Bob Haro

Personal information
- Full name: Bob Haro
- Nickname: The Godfather of freestyle
- Born: June 29, 1958 (age 67) Pasadena, California, U.S.

Team information
- Discipline: BMX freestyle
- Role: Professional BMX rider/company owner
- Rider type: Skatepark, Flatland, Vert, Ramp

Professional team
- –: Haro Bikes

= Bob Haro =

American bicycle motocross racer

Bob Haro (born June 29, 1958) is an American former (retired from active competition) professional freestyle BMX rider turned artist and business executive. He is the founder of Haro Bikes and was one of the most important early innovators of BMX freestyle.

==Early life==
Haro was born in Pasadena but raised in San Diego, California.
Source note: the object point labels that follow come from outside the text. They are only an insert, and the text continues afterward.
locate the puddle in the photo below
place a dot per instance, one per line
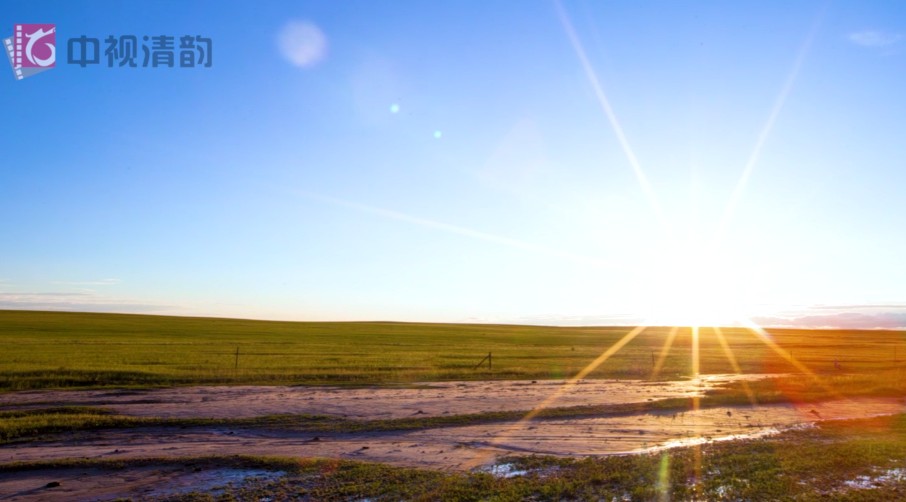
(506, 470)
(212, 481)
(868, 482)
(434, 399)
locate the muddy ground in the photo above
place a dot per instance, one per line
(447, 448)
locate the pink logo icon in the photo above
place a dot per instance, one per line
(32, 49)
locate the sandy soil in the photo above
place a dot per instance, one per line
(449, 448)
(435, 399)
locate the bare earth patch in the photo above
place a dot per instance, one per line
(434, 399)
(446, 448)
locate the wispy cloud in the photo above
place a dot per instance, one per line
(77, 302)
(874, 38)
(877, 316)
(99, 282)
(302, 43)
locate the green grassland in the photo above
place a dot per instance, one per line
(60, 349)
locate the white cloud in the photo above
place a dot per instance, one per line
(873, 38)
(302, 43)
(77, 302)
(100, 282)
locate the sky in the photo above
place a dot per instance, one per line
(574, 162)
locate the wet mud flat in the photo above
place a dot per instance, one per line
(449, 448)
(427, 399)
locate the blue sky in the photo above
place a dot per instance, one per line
(568, 163)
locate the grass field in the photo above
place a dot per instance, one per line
(58, 349)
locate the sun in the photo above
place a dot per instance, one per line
(695, 285)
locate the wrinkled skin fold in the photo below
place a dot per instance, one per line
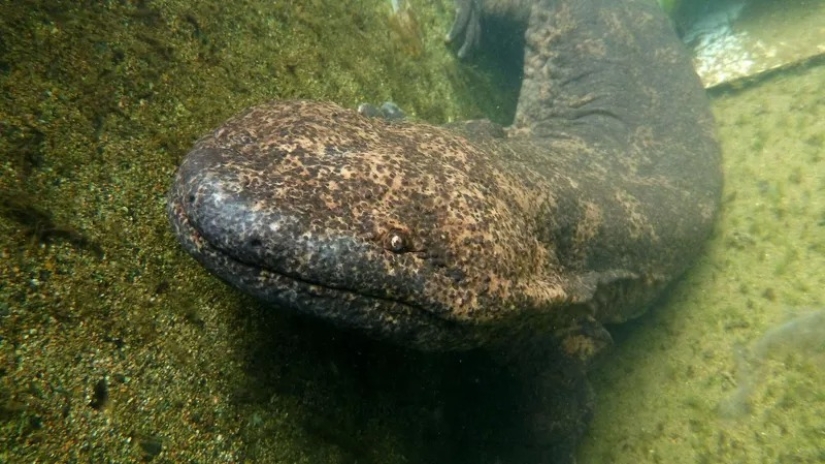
(525, 241)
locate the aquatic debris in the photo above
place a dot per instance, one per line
(803, 334)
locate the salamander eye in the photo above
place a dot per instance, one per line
(396, 241)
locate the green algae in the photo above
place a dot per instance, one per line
(117, 347)
(660, 391)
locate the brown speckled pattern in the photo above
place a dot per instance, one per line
(449, 238)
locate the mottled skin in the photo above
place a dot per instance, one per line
(524, 241)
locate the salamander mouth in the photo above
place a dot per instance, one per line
(398, 317)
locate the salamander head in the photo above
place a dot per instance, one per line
(406, 232)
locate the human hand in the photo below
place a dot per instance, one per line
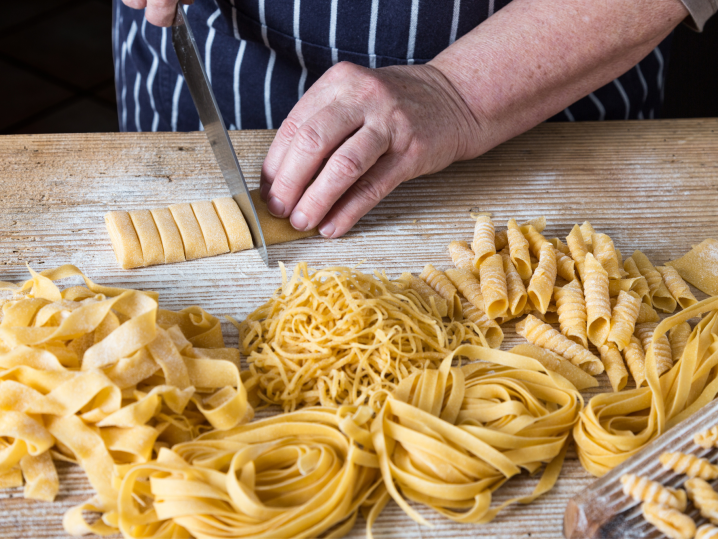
(375, 129)
(158, 12)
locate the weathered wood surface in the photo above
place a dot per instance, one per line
(650, 185)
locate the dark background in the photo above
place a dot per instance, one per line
(56, 72)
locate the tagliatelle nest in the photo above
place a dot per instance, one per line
(340, 337)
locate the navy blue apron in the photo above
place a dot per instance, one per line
(262, 55)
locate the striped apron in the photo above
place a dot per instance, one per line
(262, 55)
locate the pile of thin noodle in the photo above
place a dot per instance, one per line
(101, 376)
(339, 337)
(446, 438)
(615, 426)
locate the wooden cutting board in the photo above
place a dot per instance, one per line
(650, 185)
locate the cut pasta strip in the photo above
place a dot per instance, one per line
(483, 245)
(494, 287)
(661, 298)
(677, 286)
(463, 257)
(442, 285)
(515, 286)
(519, 249)
(623, 319)
(540, 288)
(572, 312)
(543, 335)
(598, 303)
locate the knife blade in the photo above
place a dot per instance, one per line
(201, 90)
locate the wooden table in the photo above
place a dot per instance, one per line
(650, 185)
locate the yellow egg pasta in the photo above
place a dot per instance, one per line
(572, 312)
(605, 253)
(494, 287)
(483, 244)
(515, 287)
(614, 366)
(519, 249)
(672, 523)
(463, 257)
(689, 465)
(623, 319)
(442, 285)
(661, 298)
(643, 489)
(537, 332)
(677, 286)
(598, 303)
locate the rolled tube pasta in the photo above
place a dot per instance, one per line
(605, 252)
(623, 319)
(494, 287)
(598, 303)
(661, 298)
(614, 366)
(537, 332)
(519, 249)
(540, 288)
(515, 286)
(572, 312)
(661, 349)
(442, 285)
(636, 361)
(483, 245)
(677, 286)
(463, 257)
(468, 286)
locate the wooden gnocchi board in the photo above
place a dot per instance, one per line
(651, 185)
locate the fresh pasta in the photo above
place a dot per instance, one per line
(540, 289)
(598, 303)
(572, 312)
(494, 287)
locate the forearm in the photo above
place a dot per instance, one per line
(534, 58)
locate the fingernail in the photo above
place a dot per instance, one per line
(327, 230)
(276, 207)
(299, 221)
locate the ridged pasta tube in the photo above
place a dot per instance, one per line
(540, 288)
(442, 285)
(519, 249)
(707, 438)
(661, 298)
(704, 498)
(614, 366)
(572, 312)
(677, 286)
(483, 244)
(670, 522)
(689, 465)
(578, 249)
(641, 287)
(678, 337)
(636, 361)
(493, 286)
(463, 257)
(514, 285)
(643, 489)
(537, 332)
(598, 302)
(662, 350)
(468, 285)
(623, 319)
(489, 328)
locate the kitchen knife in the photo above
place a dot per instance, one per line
(203, 97)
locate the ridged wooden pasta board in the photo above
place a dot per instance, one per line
(650, 185)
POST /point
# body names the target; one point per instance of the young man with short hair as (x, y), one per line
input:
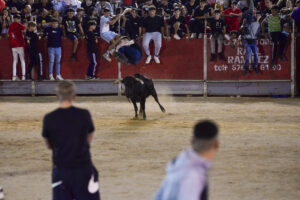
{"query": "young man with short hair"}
(218, 29)
(153, 26)
(68, 131)
(72, 27)
(54, 35)
(17, 44)
(178, 26)
(109, 36)
(35, 55)
(91, 50)
(275, 32)
(250, 34)
(186, 177)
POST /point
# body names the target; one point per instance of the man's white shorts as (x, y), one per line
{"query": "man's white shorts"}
(108, 36)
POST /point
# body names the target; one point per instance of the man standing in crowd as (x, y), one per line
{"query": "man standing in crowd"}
(71, 26)
(92, 50)
(232, 17)
(275, 32)
(109, 36)
(54, 43)
(134, 25)
(218, 29)
(35, 55)
(68, 131)
(153, 28)
(178, 26)
(251, 30)
(202, 12)
(17, 44)
(186, 177)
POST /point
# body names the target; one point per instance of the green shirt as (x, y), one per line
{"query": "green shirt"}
(274, 24)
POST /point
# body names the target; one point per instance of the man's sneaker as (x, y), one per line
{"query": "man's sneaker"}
(156, 59)
(15, 78)
(121, 57)
(59, 77)
(87, 77)
(255, 69)
(73, 58)
(273, 62)
(246, 70)
(51, 77)
(28, 77)
(212, 57)
(1, 193)
(40, 78)
(220, 56)
(283, 58)
(106, 56)
(176, 37)
(148, 59)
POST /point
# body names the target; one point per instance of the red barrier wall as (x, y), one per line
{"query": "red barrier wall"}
(232, 67)
(179, 60)
(298, 65)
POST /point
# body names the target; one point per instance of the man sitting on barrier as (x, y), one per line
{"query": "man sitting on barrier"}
(109, 36)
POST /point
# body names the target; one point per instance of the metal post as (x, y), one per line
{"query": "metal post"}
(119, 66)
(205, 61)
(293, 43)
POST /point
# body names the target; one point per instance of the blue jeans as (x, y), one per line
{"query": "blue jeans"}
(54, 55)
(251, 47)
(133, 55)
(92, 65)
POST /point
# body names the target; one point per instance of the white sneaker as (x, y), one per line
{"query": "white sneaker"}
(193, 35)
(176, 37)
(156, 59)
(59, 77)
(15, 78)
(106, 56)
(148, 59)
(51, 78)
(1, 193)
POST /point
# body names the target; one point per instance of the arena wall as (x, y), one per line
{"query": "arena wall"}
(184, 69)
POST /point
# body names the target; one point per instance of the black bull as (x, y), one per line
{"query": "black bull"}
(137, 89)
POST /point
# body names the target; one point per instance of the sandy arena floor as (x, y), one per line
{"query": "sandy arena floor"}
(258, 158)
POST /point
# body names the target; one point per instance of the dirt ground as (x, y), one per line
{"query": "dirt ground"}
(258, 157)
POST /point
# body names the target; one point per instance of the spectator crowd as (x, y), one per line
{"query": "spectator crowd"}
(146, 20)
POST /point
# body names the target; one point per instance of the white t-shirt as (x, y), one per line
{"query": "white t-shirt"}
(104, 26)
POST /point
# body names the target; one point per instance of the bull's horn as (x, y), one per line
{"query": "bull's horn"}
(118, 81)
(139, 80)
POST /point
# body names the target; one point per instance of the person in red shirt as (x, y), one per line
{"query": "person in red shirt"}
(17, 44)
(231, 16)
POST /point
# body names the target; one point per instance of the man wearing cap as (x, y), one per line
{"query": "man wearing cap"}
(186, 177)
(153, 28)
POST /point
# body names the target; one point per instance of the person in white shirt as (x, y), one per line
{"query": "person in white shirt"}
(109, 36)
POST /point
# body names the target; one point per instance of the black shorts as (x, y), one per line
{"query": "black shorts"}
(79, 184)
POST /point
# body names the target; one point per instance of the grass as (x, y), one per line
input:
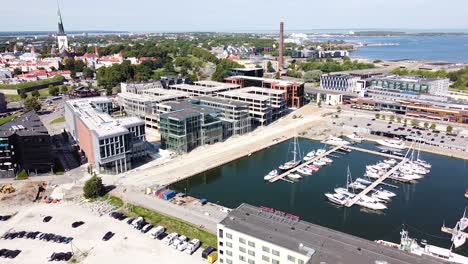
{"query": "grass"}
(58, 120)
(170, 223)
(7, 119)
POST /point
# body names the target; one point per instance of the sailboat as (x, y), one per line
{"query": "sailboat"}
(296, 159)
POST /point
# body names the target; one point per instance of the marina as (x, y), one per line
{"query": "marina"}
(412, 204)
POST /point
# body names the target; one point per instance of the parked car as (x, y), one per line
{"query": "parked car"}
(169, 239)
(157, 232)
(108, 236)
(192, 246)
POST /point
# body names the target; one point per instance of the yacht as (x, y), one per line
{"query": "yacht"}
(294, 176)
(410, 245)
(271, 175)
(392, 143)
(305, 171)
(337, 198)
(355, 138)
(296, 160)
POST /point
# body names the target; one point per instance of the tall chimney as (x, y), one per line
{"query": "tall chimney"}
(281, 47)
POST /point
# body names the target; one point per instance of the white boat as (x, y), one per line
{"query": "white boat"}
(410, 245)
(337, 141)
(392, 143)
(271, 175)
(305, 171)
(371, 204)
(337, 198)
(296, 160)
(294, 176)
(355, 138)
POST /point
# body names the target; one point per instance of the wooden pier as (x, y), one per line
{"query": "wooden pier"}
(284, 174)
(375, 183)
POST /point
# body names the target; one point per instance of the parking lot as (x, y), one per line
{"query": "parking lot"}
(126, 246)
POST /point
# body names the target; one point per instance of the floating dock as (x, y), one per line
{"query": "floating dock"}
(281, 176)
(375, 183)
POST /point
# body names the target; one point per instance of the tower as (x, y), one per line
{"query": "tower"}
(62, 39)
(281, 47)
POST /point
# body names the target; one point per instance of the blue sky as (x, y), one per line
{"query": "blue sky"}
(238, 15)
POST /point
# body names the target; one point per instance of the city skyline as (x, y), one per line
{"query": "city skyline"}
(182, 15)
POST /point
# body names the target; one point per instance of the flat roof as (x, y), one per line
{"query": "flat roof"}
(330, 246)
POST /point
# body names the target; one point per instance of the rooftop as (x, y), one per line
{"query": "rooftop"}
(330, 246)
(27, 124)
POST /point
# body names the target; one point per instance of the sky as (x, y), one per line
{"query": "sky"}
(238, 15)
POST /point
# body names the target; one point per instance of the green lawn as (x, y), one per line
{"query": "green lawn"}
(7, 119)
(58, 120)
(172, 224)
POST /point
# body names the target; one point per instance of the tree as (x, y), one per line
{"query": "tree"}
(449, 129)
(270, 67)
(53, 90)
(35, 93)
(32, 103)
(312, 76)
(93, 188)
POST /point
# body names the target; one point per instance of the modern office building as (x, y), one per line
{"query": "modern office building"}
(25, 144)
(265, 105)
(110, 144)
(343, 83)
(412, 84)
(185, 126)
(256, 235)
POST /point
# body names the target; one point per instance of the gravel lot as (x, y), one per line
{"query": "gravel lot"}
(127, 246)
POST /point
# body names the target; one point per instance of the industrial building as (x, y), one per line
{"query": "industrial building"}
(265, 105)
(294, 91)
(252, 235)
(25, 144)
(110, 144)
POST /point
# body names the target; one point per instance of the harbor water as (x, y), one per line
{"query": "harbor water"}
(422, 207)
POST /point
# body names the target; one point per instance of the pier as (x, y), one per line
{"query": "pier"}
(284, 174)
(375, 183)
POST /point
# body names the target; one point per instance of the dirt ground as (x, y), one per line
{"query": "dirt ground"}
(127, 246)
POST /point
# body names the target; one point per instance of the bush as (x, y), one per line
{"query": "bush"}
(93, 188)
(22, 175)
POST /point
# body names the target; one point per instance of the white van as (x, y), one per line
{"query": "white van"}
(156, 232)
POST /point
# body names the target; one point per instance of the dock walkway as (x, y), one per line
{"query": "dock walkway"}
(284, 174)
(375, 183)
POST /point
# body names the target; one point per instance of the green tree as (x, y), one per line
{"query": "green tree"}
(35, 93)
(32, 103)
(312, 76)
(270, 67)
(93, 188)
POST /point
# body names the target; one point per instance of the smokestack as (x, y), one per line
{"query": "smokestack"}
(281, 47)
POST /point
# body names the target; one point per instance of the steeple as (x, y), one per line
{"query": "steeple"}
(60, 23)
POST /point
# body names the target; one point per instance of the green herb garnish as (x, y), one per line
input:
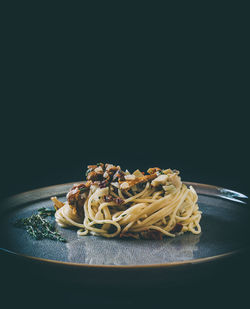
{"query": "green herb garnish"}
(38, 227)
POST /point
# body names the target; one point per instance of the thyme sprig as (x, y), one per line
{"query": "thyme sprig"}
(38, 227)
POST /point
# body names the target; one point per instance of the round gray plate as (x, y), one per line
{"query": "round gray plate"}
(224, 223)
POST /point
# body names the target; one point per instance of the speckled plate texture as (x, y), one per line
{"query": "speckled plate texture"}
(224, 223)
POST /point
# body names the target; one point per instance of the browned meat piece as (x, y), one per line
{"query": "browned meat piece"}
(127, 184)
(177, 228)
(77, 195)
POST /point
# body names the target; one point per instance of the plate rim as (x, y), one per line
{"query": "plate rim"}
(214, 188)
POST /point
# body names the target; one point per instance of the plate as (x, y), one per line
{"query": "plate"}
(224, 223)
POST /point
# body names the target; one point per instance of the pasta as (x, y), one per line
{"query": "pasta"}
(114, 203)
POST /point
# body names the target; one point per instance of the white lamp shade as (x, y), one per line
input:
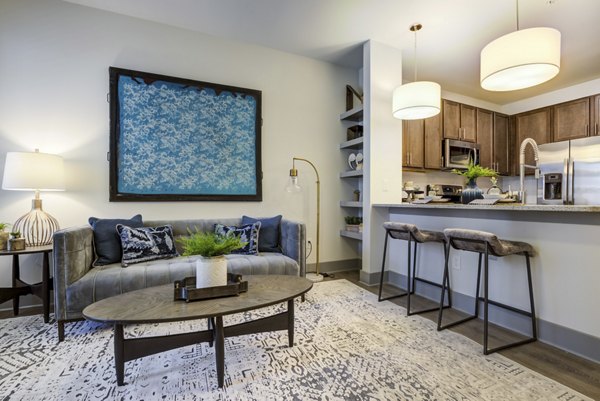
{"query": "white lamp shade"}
(416, 100)
(33, 171)
(520, 59)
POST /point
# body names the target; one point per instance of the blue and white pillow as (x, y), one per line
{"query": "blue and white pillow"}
(146, 243)
(247, 233)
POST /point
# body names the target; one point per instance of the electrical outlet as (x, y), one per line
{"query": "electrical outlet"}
(455, 260)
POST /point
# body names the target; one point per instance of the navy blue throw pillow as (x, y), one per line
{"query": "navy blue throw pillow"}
(247, 233)
(268, 240)
(106, 239)
(146, 243)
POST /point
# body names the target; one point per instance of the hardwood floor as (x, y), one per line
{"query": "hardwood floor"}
(578, 373)
(571, 370)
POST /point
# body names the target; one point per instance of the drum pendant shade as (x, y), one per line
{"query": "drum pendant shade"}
(520, 59)
(416, 100)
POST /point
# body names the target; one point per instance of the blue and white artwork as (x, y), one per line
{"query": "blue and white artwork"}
(177, 139)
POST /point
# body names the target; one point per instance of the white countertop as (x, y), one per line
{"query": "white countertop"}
(499, 206)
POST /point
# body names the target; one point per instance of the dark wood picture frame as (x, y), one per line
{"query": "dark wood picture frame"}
(197, 141)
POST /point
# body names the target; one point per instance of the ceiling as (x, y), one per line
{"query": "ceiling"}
(453, 34)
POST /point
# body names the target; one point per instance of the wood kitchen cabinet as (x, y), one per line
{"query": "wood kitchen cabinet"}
(413, 143)
(595, 126)
(485, 137)
(571, 120)
(433, 142)
(493, 139)
(502, 144)
(535, 124)
(459, 121)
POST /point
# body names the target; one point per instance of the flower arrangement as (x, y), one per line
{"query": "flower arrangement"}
(474, 171)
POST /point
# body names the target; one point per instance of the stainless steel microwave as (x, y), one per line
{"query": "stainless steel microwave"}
(458, 154)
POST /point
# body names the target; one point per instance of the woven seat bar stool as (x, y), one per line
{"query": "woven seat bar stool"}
(486, 244)
(413, 236)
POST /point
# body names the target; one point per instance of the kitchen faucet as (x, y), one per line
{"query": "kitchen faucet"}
(521, 195)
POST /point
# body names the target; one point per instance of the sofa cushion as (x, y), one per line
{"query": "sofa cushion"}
(110, 280)
(107, 243)
(247, 233)
(146, 243)
(268, 239)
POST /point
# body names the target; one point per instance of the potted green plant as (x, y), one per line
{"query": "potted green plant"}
(353, 223)
(472, 191)
(16, 243)
(211, 267)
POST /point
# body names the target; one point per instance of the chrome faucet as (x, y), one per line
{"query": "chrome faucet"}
(521, 195)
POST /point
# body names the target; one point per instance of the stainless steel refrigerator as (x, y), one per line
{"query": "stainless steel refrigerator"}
(570, 172)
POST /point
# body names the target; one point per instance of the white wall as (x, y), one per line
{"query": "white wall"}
(54, 59)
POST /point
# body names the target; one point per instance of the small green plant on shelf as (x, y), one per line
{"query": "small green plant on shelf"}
(353, 223)
(474, 171)
(209, 244)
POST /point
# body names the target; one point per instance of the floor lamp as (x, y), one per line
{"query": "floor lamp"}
(293, 186)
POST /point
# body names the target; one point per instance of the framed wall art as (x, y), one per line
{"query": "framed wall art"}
(176, 139)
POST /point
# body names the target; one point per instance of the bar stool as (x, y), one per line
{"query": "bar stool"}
(411, 234)
(486, 244)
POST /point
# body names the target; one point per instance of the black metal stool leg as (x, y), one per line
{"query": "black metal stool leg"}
(380, 298)
(531, 304)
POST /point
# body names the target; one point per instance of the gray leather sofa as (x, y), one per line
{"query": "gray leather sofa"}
(77, 284)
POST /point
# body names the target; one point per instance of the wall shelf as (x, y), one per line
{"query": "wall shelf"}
(351, 173)
(351, 204)
(352, 144)
(354, 114)
(351, 234)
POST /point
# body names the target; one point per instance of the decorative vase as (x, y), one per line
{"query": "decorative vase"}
(471, 192)
(3, 240)
(211, 272)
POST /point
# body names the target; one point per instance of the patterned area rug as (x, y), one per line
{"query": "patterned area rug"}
(348, 346)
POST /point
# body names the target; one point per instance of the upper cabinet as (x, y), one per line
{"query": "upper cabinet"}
(595, 115)
(535, 124)
(433, 142)
(413, 144)
(459, 121)
(571, 120)
(502, 141)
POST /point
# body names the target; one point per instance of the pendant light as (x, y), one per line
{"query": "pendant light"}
(418, 99)
(520, 59)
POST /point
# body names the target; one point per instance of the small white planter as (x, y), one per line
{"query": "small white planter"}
(211, 272)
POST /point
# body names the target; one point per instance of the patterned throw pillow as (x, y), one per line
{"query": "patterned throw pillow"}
(247, 233)
(146, 243)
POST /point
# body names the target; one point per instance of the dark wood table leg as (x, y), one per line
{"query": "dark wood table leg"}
(291, 322)
(16, 278)
(46, 287)
(119, 354)
(220, 349)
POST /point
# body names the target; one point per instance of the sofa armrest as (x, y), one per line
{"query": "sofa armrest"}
(293, 242)
(73, 254)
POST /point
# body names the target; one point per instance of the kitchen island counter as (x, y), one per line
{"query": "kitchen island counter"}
(498, 206)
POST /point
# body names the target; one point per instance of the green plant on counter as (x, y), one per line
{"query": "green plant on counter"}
(353, 220)
(209, 244)
(474, 171)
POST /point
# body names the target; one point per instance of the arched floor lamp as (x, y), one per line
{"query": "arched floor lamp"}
(293, 186)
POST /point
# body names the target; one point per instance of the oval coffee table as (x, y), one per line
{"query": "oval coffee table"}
(157, 305)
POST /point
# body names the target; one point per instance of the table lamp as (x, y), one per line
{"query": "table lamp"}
(34, 171)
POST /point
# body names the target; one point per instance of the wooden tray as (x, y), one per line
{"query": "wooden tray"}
(185, 290)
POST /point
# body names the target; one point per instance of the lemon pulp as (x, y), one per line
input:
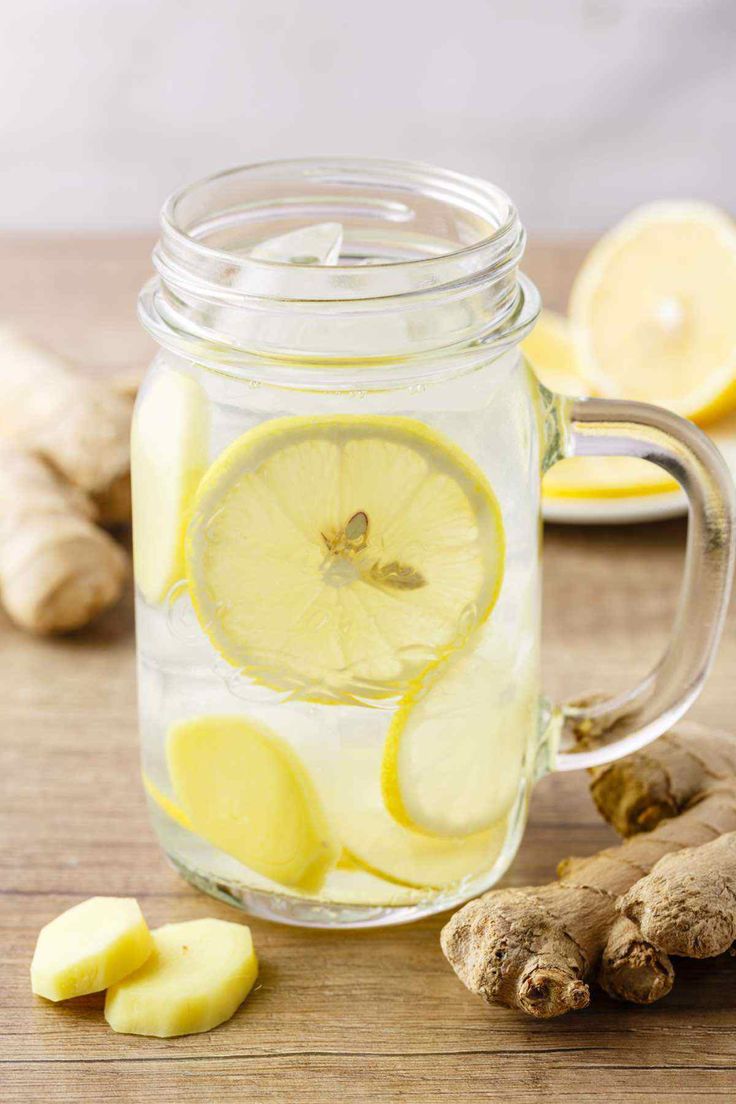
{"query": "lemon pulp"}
(551, 353)
(454, 754)
(337, 558)
(652, 309)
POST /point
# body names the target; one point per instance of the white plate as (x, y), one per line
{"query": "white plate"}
(620, 511)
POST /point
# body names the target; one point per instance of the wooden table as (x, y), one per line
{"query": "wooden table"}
(364, 1017)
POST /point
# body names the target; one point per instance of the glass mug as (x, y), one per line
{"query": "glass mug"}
(337, 458)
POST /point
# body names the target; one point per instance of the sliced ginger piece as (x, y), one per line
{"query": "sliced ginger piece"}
(199, 974)
(89, 947)
(244, 789)
(169, 442)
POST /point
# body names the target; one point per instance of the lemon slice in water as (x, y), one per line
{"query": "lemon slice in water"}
(454, 754)
(169, 454)
(379, 842)
(336, 558)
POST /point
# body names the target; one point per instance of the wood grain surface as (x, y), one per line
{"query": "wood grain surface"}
(363, 1017)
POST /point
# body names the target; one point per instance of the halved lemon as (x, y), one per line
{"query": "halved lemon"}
(652, 309)
(337, 558)
(454, 754)
(309, 245)
(244, 789)
(551, 353)
(169, 455)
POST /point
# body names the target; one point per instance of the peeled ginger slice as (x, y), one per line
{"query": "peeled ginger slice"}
(88, 947)
(198, 976)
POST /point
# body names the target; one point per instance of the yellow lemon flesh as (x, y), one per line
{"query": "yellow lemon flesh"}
(551, 353)
(245, 791)
(336, 558)
(169, 455)
(452, 759)
(652, 310)
(198, 975)
(548, 349)
(385, 847)
(88, 947)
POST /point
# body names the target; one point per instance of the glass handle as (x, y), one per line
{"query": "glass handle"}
(600, 729)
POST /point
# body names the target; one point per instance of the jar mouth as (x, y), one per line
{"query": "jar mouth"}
(476, 225)
(429, 261)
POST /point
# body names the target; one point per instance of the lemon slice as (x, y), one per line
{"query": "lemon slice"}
(454, 754)
(309, 245)
(385, 847)
(336, 558)
(551, 353)
(169, 455)
(245, 791)
(652, 309)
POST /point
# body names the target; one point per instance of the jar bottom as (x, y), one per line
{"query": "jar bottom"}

He is the oldest of four with sister Janice, brothers Scott and Ron raised by their father Robert Haro with Mexican roots and an American mother. Haro stated in an interview that his surname comes from the town of Haro in Spain. He began biking in his high school sophomore year when he ran out of money riding dirt bikes. His father bought him a Honda 100 and he stripped the bike down to compete in motorcycle races. He won over 50 motocross trophies by 1975.

Around 1976, he got into BMX biking by racing his brother's bike out behind a bike shop in San Diego. After moving to Stockton, California as a result of his parents' divorce, Bob really got started racing and riding for a sponsor for Molina's Bike Shop. He was one of a small group of BMX'ers in that town to perform many of the common tricks.

==Career==
In 1978, Haro teamed up with R. L. Osborn to form the very first freestyle BMX team, which made its debut at ABA's Winternationals in Chandler, Arizona.

In 1981 Bob Haro and Bob Morales traveled on tour together performing shows all over the Midwest, Eastern United States, and parts of Canada to enthusiastic crowds. Also, in 1981, Haro was involved in the Steven Spielberg production of E.T. the Extra-Terrestrial as a stunt rider.

In 1981 Bob Haro designed the first frame and fork tailored to freestyle BMX. The frameset was manufactured by the bicycle company Torker and became commercially available in 1982 and was marketed as the Haro Freestyler.

He stopped riding in 1984 after four knee surgeries and, in 1987, he was inducted into the American Bicycle Association Hall Of Fame. In 1993 he founded his own company, Haro Design, Inc., a design and marketing company in Cardiff, California.

In 2012, as part of the London Olympic Games, Bob Haro choreographed the Dove bike sequence in the Opening ceremony.